Pinkus challenges his state court conviction upon numerous grounds relating to alleged infringement of his rights under the federal constitution. Several of his propositions, and especially those relating to an alleged unconstitutional search and seizure, appear to be well taken. We need, however, reach only a basic question, namely, whether the allegedly obscene matrial was protected by the First Amendment. We have concluded that it was. The "worst" of the material is described as a motion picture of a woman who, disrobed, feigns some type of sexual satisfaction which is self-induced. The film is apparently typical of the usual "stag" movies which the courts encounter with increasing frequency. In the state court trial, the prosecution introduced no persuasive testimony that the material was offensive to contemporary notions of free expression. The district judge, as did the state court jury, made the factual determination that the film was obscene, but we have concluded that we cannot reconcile the determination with Supreme Court decisions in several cases involving comparable material. See, e.g., Bloss v. Dykema, 398 U.S. 278, 90 S.Ct. 1727, 26 L.Ed.2d 230 (1970); Redrup v. New York, 386 U.S. 767, 87 S.Ct. 1414, 18 L.Ed.2d 515 (1967). See especially Aday v. United States, 388 U.S. 447, 87 S.Ct. 2095, 18 L.Ed.2d 1309 (1967), rev'g United States v. West Coast News Co., 357 F.2d 855 (6th Cir. 1966).

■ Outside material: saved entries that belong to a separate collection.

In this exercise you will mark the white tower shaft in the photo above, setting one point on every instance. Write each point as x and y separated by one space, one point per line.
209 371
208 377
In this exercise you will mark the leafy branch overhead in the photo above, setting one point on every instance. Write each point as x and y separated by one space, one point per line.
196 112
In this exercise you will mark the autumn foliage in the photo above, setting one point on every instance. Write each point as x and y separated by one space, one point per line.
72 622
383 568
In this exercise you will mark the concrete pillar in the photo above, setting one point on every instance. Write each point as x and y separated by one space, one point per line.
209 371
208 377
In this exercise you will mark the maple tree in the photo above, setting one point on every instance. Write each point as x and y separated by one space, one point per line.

Upon remand, the District Court will hold the petition in abeyance and will issue its writ of habeas corpus unless the California state court vacates the two judgments of conviction within thirty days from the time the District Court receives our mandate.
Reversed and remanded.
I suppose that Carafas v. La Vallee, 391 U.S. 234, 88 S.Ct. 1556, 20 L.Ed.2d 554, requires us to put on our habeas corpus glasses and rule on this crummy motion picture for stag parties. And, so I concur.
But what we feel we have to do here should be abolished by someone — Congress or the Supreme Court of the United States.
Here we have a state misdemeanor conviction with 90 days of jail time plus some probation. Pinkus, having exhausted state remedies, got his petition for federal habeas corpus going as soon as he started serving his time. (He has long ago served it.)
Historically the writ of habeas corpus has been known as the Great Writ. After we review the state courts on a few more dirty pictures and then some traffic convictions from the state side, we can call it the Silly Writ.